Just want to clarify that I am suggesting a nested HSTATS extension
infra for drivers (just like ethtool).
'Common stats' stays at the top-level.
Jakub Kicinski Jan. 31, 2019, 7:30 p.m. UTC | #5
On Thu, 31 Jan 2019 08:31:51 -0800, Roopa Prabhu wrote:
> On Thu, Jan 31, 2019 at 8:16 AM Roopa Prabhu wrote:
> > On Wed, Jan 30, 2019 at 4:24 PM Jakub Kicinski wrote:  
> > > On Wed, 30 Jan 2019 14:14:34 -0800, Roopa Prabhu wrote:  
> > >
> > > My thinking was that we should leave truly custom/strange stats to
> > > ethtool API which works quite well for that and at the same time be
> > > very accepting of people adding new IDs to HSTAT (only requirement is
> > > basically defining the meaning very clearly).  
> >
> > that sounds reasonable. But the 'defining meaning clearly' gets tricky
> > sometimes.
> > The vendor who gets their ID or meaning first wins :) and the rest
> > will have to live with
> > ethtool and explain to rest of the world that ethtool is more reliable
> > for their hardware :)

Right, that's the trade off inherent to standardization.  I don't see
any way to work around the fact that the definition may not fit all.
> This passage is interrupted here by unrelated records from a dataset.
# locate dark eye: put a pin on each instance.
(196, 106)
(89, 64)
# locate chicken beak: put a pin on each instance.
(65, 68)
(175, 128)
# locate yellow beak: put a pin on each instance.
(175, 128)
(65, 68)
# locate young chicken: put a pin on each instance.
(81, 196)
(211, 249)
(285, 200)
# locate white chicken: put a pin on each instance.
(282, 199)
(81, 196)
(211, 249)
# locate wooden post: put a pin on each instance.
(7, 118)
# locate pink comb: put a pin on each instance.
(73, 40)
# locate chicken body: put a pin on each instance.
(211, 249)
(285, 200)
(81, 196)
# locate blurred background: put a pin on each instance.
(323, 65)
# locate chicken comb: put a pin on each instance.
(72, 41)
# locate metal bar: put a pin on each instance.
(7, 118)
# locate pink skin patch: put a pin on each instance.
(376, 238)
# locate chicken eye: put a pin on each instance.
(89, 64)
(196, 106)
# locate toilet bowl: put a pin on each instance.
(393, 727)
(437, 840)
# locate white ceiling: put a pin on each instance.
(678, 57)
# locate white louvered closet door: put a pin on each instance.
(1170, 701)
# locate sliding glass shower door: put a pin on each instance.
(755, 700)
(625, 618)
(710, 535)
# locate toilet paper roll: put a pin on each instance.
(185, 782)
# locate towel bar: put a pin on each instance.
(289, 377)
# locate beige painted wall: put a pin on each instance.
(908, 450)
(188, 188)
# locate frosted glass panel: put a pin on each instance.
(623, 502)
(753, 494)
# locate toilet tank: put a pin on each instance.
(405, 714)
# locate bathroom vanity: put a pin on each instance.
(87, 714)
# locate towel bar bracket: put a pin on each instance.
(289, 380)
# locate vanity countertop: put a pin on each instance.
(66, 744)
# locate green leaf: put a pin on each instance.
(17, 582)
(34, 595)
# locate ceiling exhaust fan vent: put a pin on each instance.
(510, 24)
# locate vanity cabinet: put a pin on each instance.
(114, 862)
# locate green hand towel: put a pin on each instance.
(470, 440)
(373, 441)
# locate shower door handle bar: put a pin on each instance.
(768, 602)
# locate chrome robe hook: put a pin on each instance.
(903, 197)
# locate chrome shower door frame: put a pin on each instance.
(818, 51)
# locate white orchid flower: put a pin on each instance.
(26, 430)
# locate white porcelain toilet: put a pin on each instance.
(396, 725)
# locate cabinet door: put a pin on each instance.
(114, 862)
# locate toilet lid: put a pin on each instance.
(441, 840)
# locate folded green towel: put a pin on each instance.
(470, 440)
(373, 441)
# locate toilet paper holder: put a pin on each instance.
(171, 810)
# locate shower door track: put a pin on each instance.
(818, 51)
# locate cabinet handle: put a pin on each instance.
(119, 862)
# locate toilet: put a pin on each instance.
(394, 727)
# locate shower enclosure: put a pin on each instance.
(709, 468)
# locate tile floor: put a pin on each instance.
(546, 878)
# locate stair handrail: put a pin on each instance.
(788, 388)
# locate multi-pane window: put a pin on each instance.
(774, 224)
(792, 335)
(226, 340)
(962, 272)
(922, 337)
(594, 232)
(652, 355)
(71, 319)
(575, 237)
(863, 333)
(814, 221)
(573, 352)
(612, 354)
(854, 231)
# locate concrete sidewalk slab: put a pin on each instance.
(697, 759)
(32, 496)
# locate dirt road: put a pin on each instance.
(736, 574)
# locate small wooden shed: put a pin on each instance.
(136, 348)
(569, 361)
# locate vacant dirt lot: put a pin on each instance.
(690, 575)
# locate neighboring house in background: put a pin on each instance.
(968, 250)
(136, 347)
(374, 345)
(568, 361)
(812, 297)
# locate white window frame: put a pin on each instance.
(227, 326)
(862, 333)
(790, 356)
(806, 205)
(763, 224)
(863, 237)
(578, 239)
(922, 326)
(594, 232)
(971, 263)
What I want as a end user and what I want for my customers is the
ability to switch the NIC on their system and not spend two months
"integrating" into their automation :(  If the definition of statistics
is not solid we're back to square one.

> > I am also concerned that this getting the ID into common HSTAT ID
> > space will  slow down the process of adding new counters
> > for vendors. Which will lead to vendors sticking with ethtool API. 

I feel like whatever we did here will end up looking much like the
ethtool interface, which is why I decided to leave that part out.
Ethtool -S works pretty well for custom stats.  Standard and structured
stats don't fit with it in any way, the two seem best left separate.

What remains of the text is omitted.